We are planning to develop a site search type functionality to replace some
aging and painful nutch infrastructure. We are obviously not looking to
rebuild google, but assuming we have a decent spider, does anyone
have analyzer/mapping suggestions for a site search index?

Off the top of my head, the mapping would include fields like:

host
site
content length
url
mime/type
title
description (from html or tika)
content
last modified
keywords
language
author
geo_stuff

I was wondering if anyone had any experiences or analyzer / mapping
definitions they'd be willing to share?

Will


Will Ezell

We use nutch to crawl and feed elasticsearch so you might be able to
continue to use nutch as your crawler.

-Eric

On Friday, March 9, 2012 9:29:23 AM UTC-5, Will Ezell wrote:

We are planning to develop a site search type functionality to replace
some aging and painful nutch infrastructure.

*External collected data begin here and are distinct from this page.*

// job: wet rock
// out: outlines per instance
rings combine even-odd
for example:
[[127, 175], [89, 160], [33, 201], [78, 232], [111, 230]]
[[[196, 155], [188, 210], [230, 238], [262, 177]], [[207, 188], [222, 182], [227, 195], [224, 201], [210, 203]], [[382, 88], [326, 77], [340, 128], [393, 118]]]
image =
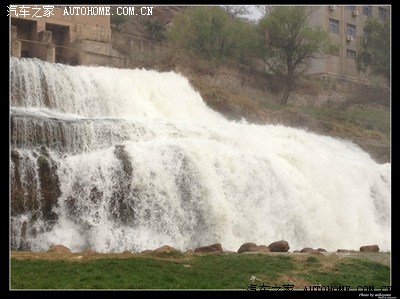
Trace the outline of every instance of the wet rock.
[[45, 147], [45, 146], [41, 146], [41, 147], [40, 147], [40, 153], [41, 153], [43, 156], [47, 157], [47, 158], [50, 157], [50, 156], [49, 156], [49, 150], [48, 150], [48, 148]]
[[131, 226], [137, 220], [135, 205], [140, 198], [140, 191], [132, 188], [133, 167], [125, 146], [116, 145], [114, 155], [120, 161], [122, 169], [118, 169], [115, 173], [120, 180], [113, 186], [110, 214], [116, 222]]
[[13, 148], [11, 150], [11, 158], [13, 160], [18, 160], [19, 159], [19, 151], [17, 149]]
[[117, 157], [118, 160], [121, 161], [122, 168], [126, 175], [131, 176], [132, 175], [132, 164], [129, 159], [128, 153], [125, 151], [125, 146], [123, 145], [116, 145], [115, 150], [114, 150], [114, 155]]
[[57, 176], [57, 166], [44, 155], [38, 158], [40, 191], [43, 202], [41, 205], [43, 218], [45, 220], [57, 220], [57, 214], [53, 212], [58, 197], [61, 195], [60, 182]]
[[39, 208], [38, 180], [35, 162], [17, 149], [11, 152], [11, 215], [36, 212]]

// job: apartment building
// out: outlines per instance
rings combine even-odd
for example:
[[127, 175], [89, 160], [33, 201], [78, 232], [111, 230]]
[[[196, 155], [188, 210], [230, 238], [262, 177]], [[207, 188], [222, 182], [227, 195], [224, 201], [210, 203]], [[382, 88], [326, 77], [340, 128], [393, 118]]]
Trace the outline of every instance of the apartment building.
[[314, 6], [312, 23], [329, 32], [337, 51], [325, 59], [312, 62], [309, 74], [338, 77], [366, 83], [381, 83], [383, 78], [357, 72], [357, 45], [362, 42], [365, 22], [369, 17], [390, 21], [390, 5]]

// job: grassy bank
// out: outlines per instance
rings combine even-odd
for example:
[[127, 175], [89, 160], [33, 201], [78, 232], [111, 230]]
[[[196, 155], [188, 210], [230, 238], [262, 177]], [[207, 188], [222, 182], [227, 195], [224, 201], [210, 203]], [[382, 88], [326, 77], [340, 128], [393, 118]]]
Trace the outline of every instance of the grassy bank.
[[206, 104], [230, 120], [303, 128], [352, 141], [379, 163], [390, 161], [387, 89], [310, 77], [299, 83], [288, 105], [281, 105], [279, 81], [271, 76], [235, 67], [213, 69], [200, 60], [186, 67], [176, 63], [174, 70], [189, 79]]
[[[242, 289], [390, 285], [389, 254], [130, 254], [12, 257], [11, 289]], [[47, 257], [46, 257], [47, 256]], [[381, 260], [385, 262], [381, 262]]]

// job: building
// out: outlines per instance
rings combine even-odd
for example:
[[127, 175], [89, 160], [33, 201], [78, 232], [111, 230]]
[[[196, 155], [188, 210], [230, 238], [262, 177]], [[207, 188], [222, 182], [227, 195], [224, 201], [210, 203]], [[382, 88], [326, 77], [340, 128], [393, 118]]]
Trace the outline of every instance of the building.
[[68, 6], [14, 5], [9, 7], [10, 52], [68, 64], [118, 65], [123, 56], [112, 48], [107, 7], [91, 15], [66, 14]]
[[390, 21], [389, 5], [327, 5], [314, 6], [312, 23], [329, 32], [331, 41], [338, 45], [335, 53], [312, 62], [310, 74], [343, 78], [365, 83], [384, 83], [380, 77], [357, 72], [357, 43], [363, 36], [369, 17]]
[[[11, 55], [68, 64], [137, 67], [146, 59], [161, 57], [162, 49], [167, 46], [125, 33], [114, 32], [112, 36], [110, 15], [104, 14], [105, 11], [103, 14], [90, 16], [65, 15], [68, 6], [47, 5], [52, 7], [52, 15], [46, 17], [43, 15], [45, 7], [19, 5], [14, 6], [14, 9], [9, 8]], [[95, 7], [99, 9], [102, 6]], [[37, 16], [38, 8], [42, 9], [41, 17]], [[106, 9], [107, 6], [103, 8]], [[391, 7], [323, 5], [312, 8], [314, 12], [311, 22], [329, 32], [331, 41], [338, 45], [338, 50], [324, 59], [313, 60], [308, 73], [385, 84], [383, 78], [357, 72], [357, 43], [363, 35], [366, 20], [371, 16], [381, 21], [390, 20]]]

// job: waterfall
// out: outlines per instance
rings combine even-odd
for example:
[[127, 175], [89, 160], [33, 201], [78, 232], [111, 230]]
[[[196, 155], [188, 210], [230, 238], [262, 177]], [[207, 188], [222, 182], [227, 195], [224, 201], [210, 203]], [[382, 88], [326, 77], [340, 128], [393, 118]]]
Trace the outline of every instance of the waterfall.
[[228, 121], [174, 72], [11, 58], [11, 248], [391, 247], [391, 167]]

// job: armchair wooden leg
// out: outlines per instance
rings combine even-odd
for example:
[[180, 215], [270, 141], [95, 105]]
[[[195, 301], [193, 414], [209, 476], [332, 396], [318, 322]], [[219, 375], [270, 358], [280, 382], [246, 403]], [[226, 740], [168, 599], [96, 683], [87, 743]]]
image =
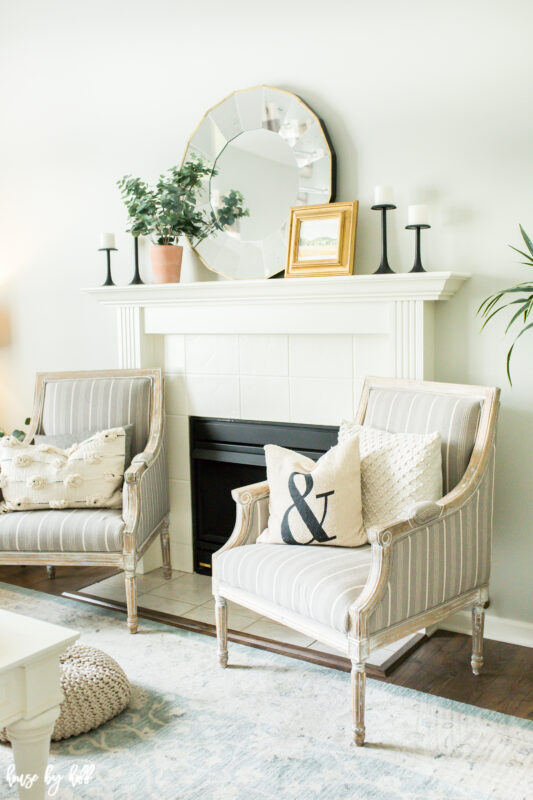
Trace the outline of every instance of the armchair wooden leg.
[[46, 567], [46, 571], [48, 573], [48, 577], [50, 580], [53, 580], [56, 576], [56, 568], [55, 567]]
[[133, 567], [127, 566], [124, 569], [124, 579], [126, 581], [126, 606], [128, 609], [128, 630], [130, 633], [137, 633], [137, 566], [133, 562]]
[[483, 628], [485, 625], [485, 609], [476, 605], [472, 609], [472, 672], [479, 675], [483, 666]]
[[366, 673], [364, 661], [352, 660], [352, 730], [357, 747], [365, 743], [365, 688]]
[[163, 556], [163, 576], [167, 581], [172, 578], [172, 565], [170, 563], [170, 540], [168, 537], [168, 517], [161, 526], [161, 554]]
[[215, 619], [217, 626], [218, 663], [225, 669], [228, 666], [228, 605], [224, 597], [215, 597]]

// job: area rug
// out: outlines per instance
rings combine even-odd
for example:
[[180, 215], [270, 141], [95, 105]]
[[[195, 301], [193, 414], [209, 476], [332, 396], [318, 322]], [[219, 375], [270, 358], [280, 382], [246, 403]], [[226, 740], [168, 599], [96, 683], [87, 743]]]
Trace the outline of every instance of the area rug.
[[[211, 637], [0, 583], [0, 606], [72, 627], [134, 685], [131, 706], [53, 744], [60, 800], [526, 800], [533, 723], [369, 680], [364, 748], [351, 744], [349, 677]], [[1, 634], [1, 632], [0, 632]], [[0, 796], [11, 749], [0, 748]], [[55, 784], [54, 781], [55, 780]], [[54, 792], [54, 793], [53, 793]]]

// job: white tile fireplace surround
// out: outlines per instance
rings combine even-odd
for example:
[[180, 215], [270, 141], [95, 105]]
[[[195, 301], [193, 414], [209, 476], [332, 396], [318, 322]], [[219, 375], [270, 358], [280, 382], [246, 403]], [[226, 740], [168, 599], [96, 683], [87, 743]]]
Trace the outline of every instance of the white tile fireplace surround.
[[[87, 289], [114, 306], [119, 365], [161, 366], [172, 565], [192, 571], [189, 415], [338, 425], [366, 375], [433, 377], [433, 308], [464, 274]], [[229, 532], [228, 532], [229, 533]], [[157, 543], [141, 569], [159, 566]]]

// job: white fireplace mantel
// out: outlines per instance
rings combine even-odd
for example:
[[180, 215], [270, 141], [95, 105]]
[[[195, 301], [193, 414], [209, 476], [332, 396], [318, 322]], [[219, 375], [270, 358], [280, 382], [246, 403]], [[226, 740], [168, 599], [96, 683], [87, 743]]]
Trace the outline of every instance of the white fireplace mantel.
[[[115, 309], [118, 363], [163, 367], [170, 543], [192, 570], [189, 416], [338, 425], [366, 375], [433, 377], [436, 302], [450, 272], [86, 289]], [[154, 546], [142, 569], [158, 566]]]
[[335, 278], [202, 281], [197, 283], [98, 286], [85, 289], [106, 305], [181, 306], [231, 302], [353, 302], [361, 300], [448, 300], [470, 276], [454, 272], [403, 272]]
[[452, 272], [210, 281], [85, 289], [117, 311], [119, 363], [155, 366], [150, 334], [375, 334], [396, 377], [432, 377], [433, 303], [468, 279]]

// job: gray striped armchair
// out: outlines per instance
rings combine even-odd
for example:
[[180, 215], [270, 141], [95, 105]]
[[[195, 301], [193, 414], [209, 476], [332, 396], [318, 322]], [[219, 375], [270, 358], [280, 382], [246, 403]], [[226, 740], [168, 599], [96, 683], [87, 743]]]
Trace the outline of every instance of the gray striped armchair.
[[235, 529], [213, 562], [220, 664], [228, 661], [227, 600], [345, 653], [357, 745], [365, 738], [365, 662], [373, 650], [472, 606], [478, 675], [498, 406], [495, 388], [367, 378], [356, 422], [391, 432], [439, 431], [445, 494], [370, 529], [363, 547], [256, 546], [268, 518], [268, 484], [236, 489]]
[[128, 628], [137, 631], [137, 561], [157, 534], [171, 577], [169, 493], [160, 369], [37, 375], [26, 441], [133, 424], [122, 509], [14, 511], [0, 516], [0, 564], [115, 564], [125, 573]]

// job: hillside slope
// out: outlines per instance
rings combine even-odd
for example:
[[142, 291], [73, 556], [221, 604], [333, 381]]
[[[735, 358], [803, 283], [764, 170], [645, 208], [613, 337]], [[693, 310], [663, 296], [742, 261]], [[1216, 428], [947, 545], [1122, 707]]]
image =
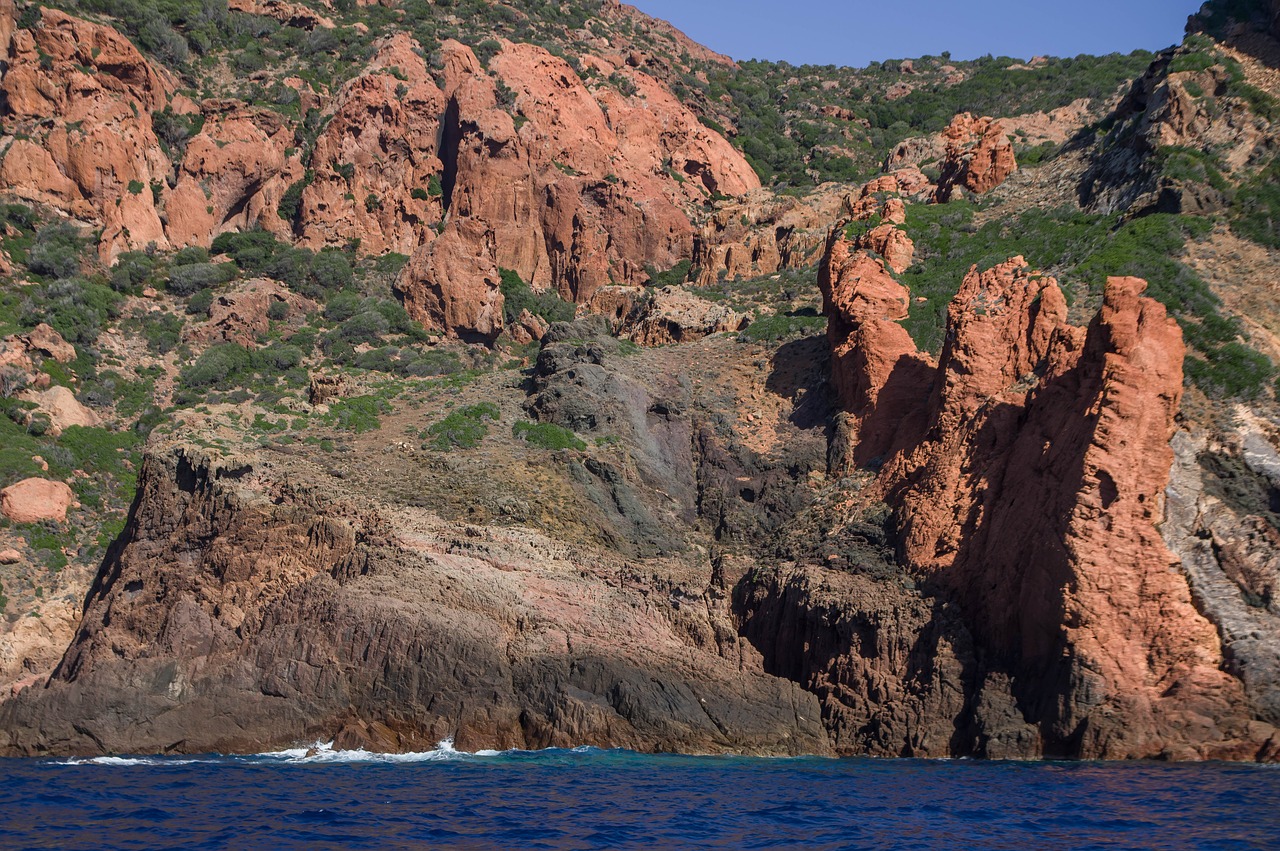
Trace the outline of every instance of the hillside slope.
[[0, 0], [0, 751], [1277, 759], [1275, 12]]

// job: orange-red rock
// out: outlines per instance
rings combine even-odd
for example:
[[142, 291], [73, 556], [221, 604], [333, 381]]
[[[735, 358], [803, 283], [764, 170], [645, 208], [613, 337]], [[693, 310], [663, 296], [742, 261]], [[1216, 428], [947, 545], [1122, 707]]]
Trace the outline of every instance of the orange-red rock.
[[327, 18], [301, 3], [289, 3], [287, 0], [228, 0], [227, 8], [247, 15], [275, 18], [287, 27], [304, 30], [313, 30], [317, 27], [331, 30], [334, 27], [332, 18]]
[[204, 127], [188, 144], [178, 183], [165, 194], [174, 245], [203, 245], [225, 231], [255, 227], [288, 238], [277, 214], [281, 196], [302, 178], [289, 149], [293, 128], [277, 114], [238, 101], [206, 101]]
[[66, 522], [71, 488], [49, 479], [23, 479], [0, 491], [0, 514], [14, 523]]
[[[688, 208], [759, 186], [732, 146], [641, 71], [615, 70], [635, 89], [624, 95], [588, 87], [541, 47], [504, 43], [490, 61], [500, 102], [468, 48], [446, 42], [442, 62], [447, 224], [439, 239], [423, 237], [398, 282], [415, 316], [433, 327], [453, 332], [451, 317], [466, 314], [461, 335], [500, 332], [496, 314], [483, 320], [484, 332], [475, 324], [491, 313], [495, 269], [577, 303], [610, 284], [644, 283], [651, 269], [692, 256]], [[431, 261], [434, 252], [461, 262]], [[472, 297], [482, 303], [462, 309]]]
[[[899, 202], [901, 203], [901, 202]], [[858, 248], [874, 251], [884, 258], [886, 265], [897, 274], [902, 274], [915, 259], [916, 246], [907, 236], [907, 232], [895, 227], [892, 223], [878, 225], [856, 240]]]
[[28, 351], [39, 352], [51, 357], [58, 363], [71, 363], [76, 359], [76, 347], [62, 338], [62, 335], [49, 325], [41, 322], [26, 334], [19, 336]]
[[894, 321], [905, 291], [838, 236], [820, 283], [837, 457], [879, 471], [903, 561], [959, 602], [984, 676], [1026, 695], [1019, 735], [1046, 755], [1262, 753], [1275, 731], [1156, 528], [1185, 348], [1145, 283], [1110, 279], [1086, 330], [1022, 258], [974, 269], [936, 367]]
[[831, 380], [841, 407], [859, 435], [852, 456], [858, 463], [883, 458], [895, 436], [921, 419], [918, 399], [932, 364], [916, 352], [899, 323], [910, 309], [910, 293], [884, 263], [855, 249], [837, 228], [818, 272]]
[[497, 339], [503, 329], [502, 279], [488, 239], [482, 222], [457, 219], [414, 252], [397, 282], [409, 315], [425, 328], [469, 342]]
[[999, 121], [962, 112], [942, 135], [946, 153], [938, 179], [940, 203], [950, 200], [958, 186], [979, 195], [990, 192], [1018, 170], [1013, 143]]
[[151, 187], [168, 160], [151, 113], [172, 92], [168, 75], [111, 27], [41, 9], [33, 30], [9, 41], [0, 89], [29, 137], [0, 166], [0, 184], [22, 198], [102, 223], [104, 259], [167, 245]]
[[34, 403], [36, 410], [49, 417], [49, 434], [53, 437], [71, 426], [91, 427], [102, 422], [91, 408], [80, 404], [76, 395], [66, 387], [50, 387], [38, 392], [28, 390], [22, 398]]
[[302, 195], [304, 244], [359, 239], [373, 254], [412, 254], [443, 217], [443, 199], [431, 181], [443, 172], [436, 141], [445, 99], [420, 49], [403, 33], [392, 36], [338, 94]]
[[320, 310], [320, 305], [298, 295], [279, 281], [253, 278], [220, 292], [209, 305], [209, 319], [189, 326], [185, 338], [196, 343], [239, 343], [252, 348], [271, 330], [267, 312], [273, 304], [289, 306], [295, 318]]

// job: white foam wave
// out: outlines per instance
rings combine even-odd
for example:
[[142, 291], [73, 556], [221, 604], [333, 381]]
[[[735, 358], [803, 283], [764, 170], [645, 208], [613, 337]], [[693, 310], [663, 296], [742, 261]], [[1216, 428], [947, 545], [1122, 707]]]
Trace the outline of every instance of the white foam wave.
[[58, 765], [114, 765], [114, 766], [131, 766], [131, 765], [191, 765], [199, 762], [195, 759], [166, 759], [161, 757], [149, 756], [95, 756], [87, 759], [67, 759], [58, 762]]
[[479, 751], [467, 753], [454, 748], [453, 739], [444, 739], [436, 745], [435, 750], [417, 753], [374, 753], [364, 749], [344, 751], [335, 750], [333, 742], [316, 742], [310, 747], [287, 748], [282, 751], [258, 754], [258, 758], [291, 764], [330, 764], [360, 762], [439, 762], [442, 760], [470, 759], [475, 757], [499, 756], [501, 751]]

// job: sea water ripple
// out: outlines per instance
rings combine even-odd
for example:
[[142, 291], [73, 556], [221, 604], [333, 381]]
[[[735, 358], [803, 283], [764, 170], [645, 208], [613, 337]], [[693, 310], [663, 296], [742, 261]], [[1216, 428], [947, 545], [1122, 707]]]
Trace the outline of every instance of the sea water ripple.
[[1280, 847], [1234, 764], [420, 754], [0, 760], [5, 848]]

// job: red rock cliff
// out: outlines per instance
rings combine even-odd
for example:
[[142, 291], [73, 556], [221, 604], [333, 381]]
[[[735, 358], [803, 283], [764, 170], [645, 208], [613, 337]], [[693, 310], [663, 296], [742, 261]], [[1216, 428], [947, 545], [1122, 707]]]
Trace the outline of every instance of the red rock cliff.
[[1185, 349], [1145, 282], [1110, 279], [1085, 329], [1022, 258], [974, 269], [936, 367], [880, 261], [833, 238], [820, 283], [844, 457], [879, 467], [900, 557], [960, 603], [1043, 752], [1274, 749], [1156, 528]]
[[[16, 29], [12, 4], [0, 19], [6, 130], [18, 136], [0, 188], [101, 223], [108, 261], [255, 227], [311, 248], [395, 251], [413, 256], [399, 287], [416, 319], [492, 340], [498, 269], [586, 303], [690, 259], [691, 212], [760, 186], [642, 63], [618, 57], [575, 68], [504, 43], [486, 69], [446, 42], [437, 84], [421, 47], [397, 34], [332, 97], [286, 81], [328, 119], [304, 162], [290, 120], [175, 95], [170, 75], [110, 27], [44, 9], [34, 29]], [[165, 109], [203, 118], [176, 168], [152, 126]], [[300, 202], [282, 209], [291, 187]]]

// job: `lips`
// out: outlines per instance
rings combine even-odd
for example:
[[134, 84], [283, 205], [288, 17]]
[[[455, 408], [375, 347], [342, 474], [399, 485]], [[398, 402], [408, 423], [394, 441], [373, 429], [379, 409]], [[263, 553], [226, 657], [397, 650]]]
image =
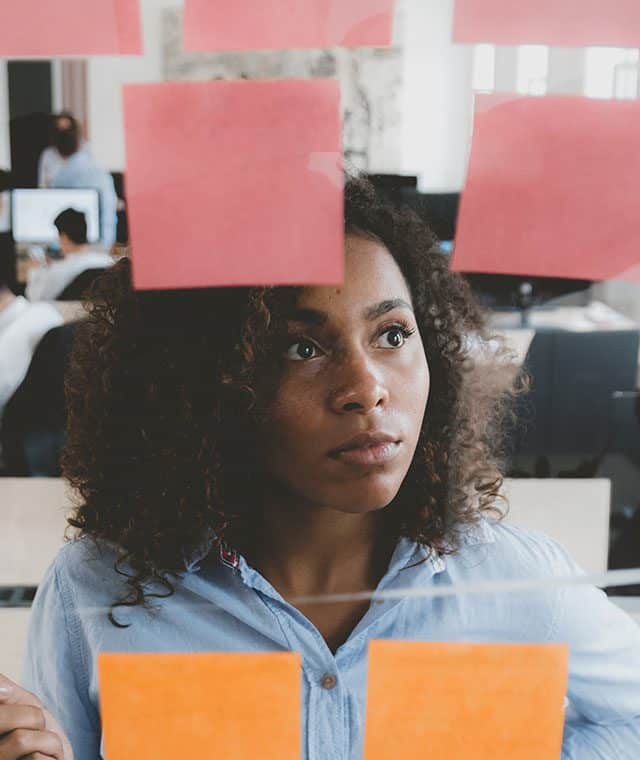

We are obviously not looking
to rebuild google, but assuming we have a decent spider, does anyone
have analyzer/mapping suggestions for a site search index?

Off the top of my head, the mapping would include fields like:

host
site
content length
url
mime/type
title
description (from html or tika)
content
last modified
keywords
language
author
geo_stuff

I was wondering if anyone had any experiences or analyzer / mapping
definitions they'd be willing to share?

Will


Will Ezell
http://dotcms.com